Burr’s brief further explains:
“Since the late 1950s, U.S. military personnel traveling with the President have carried a special case known variously as the ‘satchel,’ the ‘black bag,’ the ’emergency actions pouch,’ and, as it is perhaps best known, the ‘Football.’ Epitomizing presidential control of nuclear weapons, the Football and the military aides who carry it enable the President to make decisions about the use of nuclear weapons in the event of a sudden military crisis.”
The declassified documentation provides a rare glimpse into the details of executive orders known as Presidential Emergency Action Documents (PEADs) through communications from numerous high-level government officials, including Edward A. McDermott, who served as Deputy Director of the Office of Civil and Defense Mobilization throughout the 1960s.

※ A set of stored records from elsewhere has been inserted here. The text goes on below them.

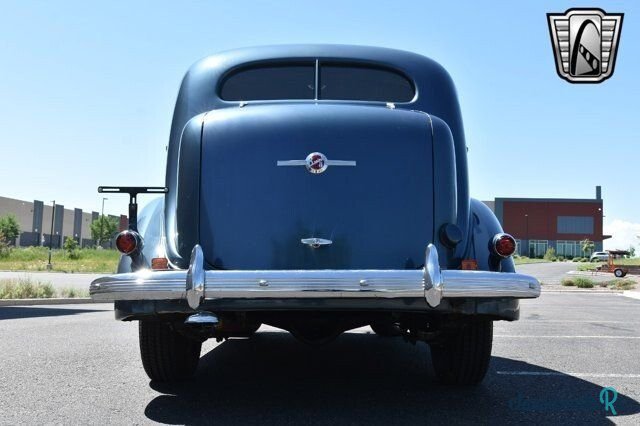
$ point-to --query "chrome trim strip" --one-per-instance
(291, 163)
(316, 242)
(327, 162)
(340, 163)
(197, 284)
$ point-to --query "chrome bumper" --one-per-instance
(197, 285)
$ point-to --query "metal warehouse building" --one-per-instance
(34, 219)
(561, 223)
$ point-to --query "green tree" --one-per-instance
(587, 246)
(9, 228)
(103, 229)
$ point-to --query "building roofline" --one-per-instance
(551, 200)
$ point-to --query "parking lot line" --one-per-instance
(580, 321)
(557, 373)
(563, 337)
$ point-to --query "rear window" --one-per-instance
(363, 83)
(336, 81)
(270, 82)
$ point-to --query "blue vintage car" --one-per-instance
(315, 188)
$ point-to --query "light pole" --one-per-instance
(101, 221)
(526, 233)
(53, 215)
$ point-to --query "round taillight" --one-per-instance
(504, 245)
(128, 241)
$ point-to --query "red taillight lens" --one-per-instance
(504, 245)
(127, 242)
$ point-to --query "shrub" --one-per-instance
(25, 288)
(9, 228)
(579, 282)
(625, 284)
(550, 254)
(71, 248)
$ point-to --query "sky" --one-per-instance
(87, 91)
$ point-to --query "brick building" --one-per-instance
(560, 223)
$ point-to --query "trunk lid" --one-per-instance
(254, 211)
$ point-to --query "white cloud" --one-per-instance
(623, 235)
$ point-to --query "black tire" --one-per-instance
(166, 354)
(462, 357)
(385, 329)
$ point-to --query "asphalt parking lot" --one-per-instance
(76, 364)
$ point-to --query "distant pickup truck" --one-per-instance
(318, 189)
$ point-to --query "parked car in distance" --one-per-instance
(599, 256)
(315, 188)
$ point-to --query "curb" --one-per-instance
(51, 301)
(634, 294)
(585, 291)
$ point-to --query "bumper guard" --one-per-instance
(196, 285)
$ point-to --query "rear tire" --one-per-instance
(166, 354)
(462, 358)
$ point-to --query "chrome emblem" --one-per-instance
(316, 242)
(585, 43)
(316, 163)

According to McDermott, the purpose of the documents held safely in the Football was “to clothe the President with formal emergency powers,” even though at least some were of “doubtful legality.”
Among the contingency powers with questionable legality were the suspension of habeas corpus, the declaration of martial law, and the authorization of mass arrests and even arbitrary detention.
The documents illustrate a decades-long debate between White House officials who were “worried about the status of the PEADs.”
Among those whose communications are now public are former National Security Advisor Zbigniew Brzezinski, Reagan’s NSA Director William Odom, and even President Carter’s second cousin, Hugh Carter, Jr., who expressed that the PEADs were “obsolete given the total devastation which could be expected from a thermonuclear attack on the US.”